A UAA academic misconduct administrator talked about acts of cheating regarding AI policies and the evolution of AI on college campuses.

Photo by Taylor Heckart

This story is a part of The Northern Light’s investigative series into AI in education, which follows different groups at UAA and their experience with AI.

The use of AI in education is at an all-time high, but how is AI evolving the way we interact with its programs? The Northern Light spoke with UAA conduct administrator Trevor Gillespie who addresses instances of AI sourced cheating and the evolution of AI.

Gillespie examines academic misconduct reports sent in from faculty. If a case is confirmed to exhibit some sort of academic integrity issue, Gillespie and other faculty will meet with the student to discuss the allegation and give the student an opportunity to defend their case.

Gillespie explained that he has seen a rise in suspected cases of AI-related academic dishonesty.

Not only is there a rise in AI use on campus, but Gillespie said that students’ cheating methods have evolved. “I’m not seeing reports of people copying from a third party source, which I would normally see.
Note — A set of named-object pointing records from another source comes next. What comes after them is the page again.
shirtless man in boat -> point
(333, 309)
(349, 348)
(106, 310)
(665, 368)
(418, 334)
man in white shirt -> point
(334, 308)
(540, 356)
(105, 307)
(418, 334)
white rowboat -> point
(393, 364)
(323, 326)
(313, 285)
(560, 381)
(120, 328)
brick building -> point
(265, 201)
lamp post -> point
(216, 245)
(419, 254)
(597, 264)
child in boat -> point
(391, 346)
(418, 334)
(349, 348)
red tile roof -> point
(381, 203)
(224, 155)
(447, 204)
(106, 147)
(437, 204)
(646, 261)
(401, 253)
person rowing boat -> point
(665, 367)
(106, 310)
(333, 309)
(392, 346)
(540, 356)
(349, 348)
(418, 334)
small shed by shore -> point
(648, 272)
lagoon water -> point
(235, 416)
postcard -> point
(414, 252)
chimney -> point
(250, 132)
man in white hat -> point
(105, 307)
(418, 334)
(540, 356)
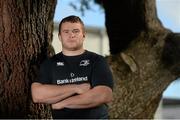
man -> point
(76, 82)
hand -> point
(58, 105)
(82, 88)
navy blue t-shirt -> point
(88, 67)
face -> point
(72, 36)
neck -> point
(73, 52)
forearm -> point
(52, 93)
(92, 98)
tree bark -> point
(25, 34)
(141, 62)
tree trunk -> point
(25, 32)
(144, 58)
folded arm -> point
(44, 93)
(94, 97)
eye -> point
(66, 31)
(75, 31)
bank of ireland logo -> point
(84, 63)
(60, 63)
(72, 74)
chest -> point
(71, 72)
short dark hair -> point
(72, 19)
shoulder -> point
(50, 60)
(94, 55)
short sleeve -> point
(101, 73)
(44, 76)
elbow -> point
(108, 98)
(36, 96)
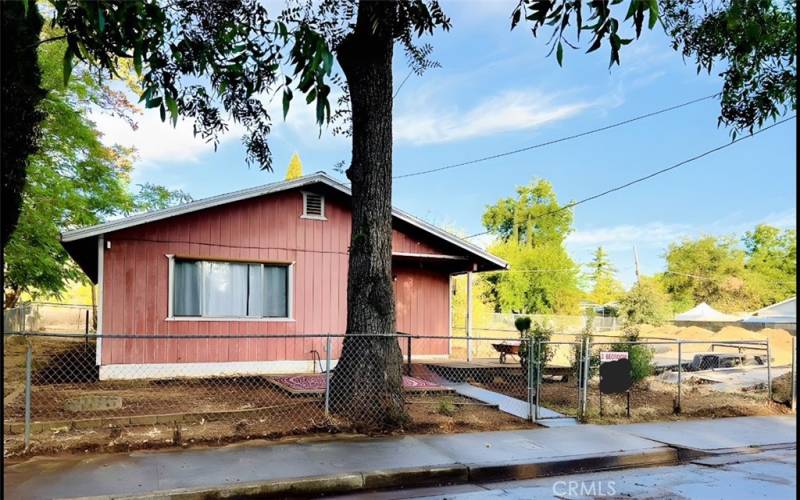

I’m seeing AI instead,” said Gillespie

Gillespie noted that UAA does not currently have any campus-wide policies regarding AI but believes that “at some point we’ll have to have more specific policies around artificial intelligence, particularly when it comes to academic misconduct.”

The only policies at UAA addressing AI use are created by individual educators that explain approved AI tools and how to use them in a syllabus – if AI is even allowed at all.

College campuses throughout the nation have had instances of students being wrongfully accused of allowing AI to write papers for them.

Gillespie explained the largest difficulty in misconduct evaluations is determining if a student wrote something versus if an AI wrote it. “If there’s doubt, I can’t move forward. AI keeps evolving and tools keep evolving. I found a new tool yesterday using AI that will likely cause more problems for academic misconduct.”

Gillespie has a tedious regimen to follow when attempting to discover if a student is using AI for misconduct, with most cases involving writing projects.

“I have to re-create their solution in the AI and see if I could figure out how they got the solution similarly. It’s kind of a puzzle for me.”

The reasoning for this process is that Gillespie doesn’t want student information to be sent through an online AI checker, because he does not have control over where the information is spread.

Writing-related conduct cases are often an obstacle for Gillespie. When the suspected writing is short, it is harder for him to confirm academic misconduct.

Most integrity cases at UAA involve writing assignments, but Gillespie noted that could be a confirmation bias. There is difficulty in proving AI was used in generating math answers and programming codes.

With the progression of AI, Gillespie said that concerns with AI use in an academic setting often go under the majority’s radar. Gillespie explained that certain components of Grammarly – a program commonly used by students – now utilizes AI without the user even knowing.

These changes in AI use can certainly cause concern but there may be a solution to consider; adapting to AI as a community as it becomes ingrained into everyday technological uses.

“I think there’s still a lot of adaptation going on and figuring out how to do it. I think it’s going to be the future of how we use AI; some sort of corporation teaching students how to use AI as a tool to help shape their work versus telling it to write their work,” said Gillespie.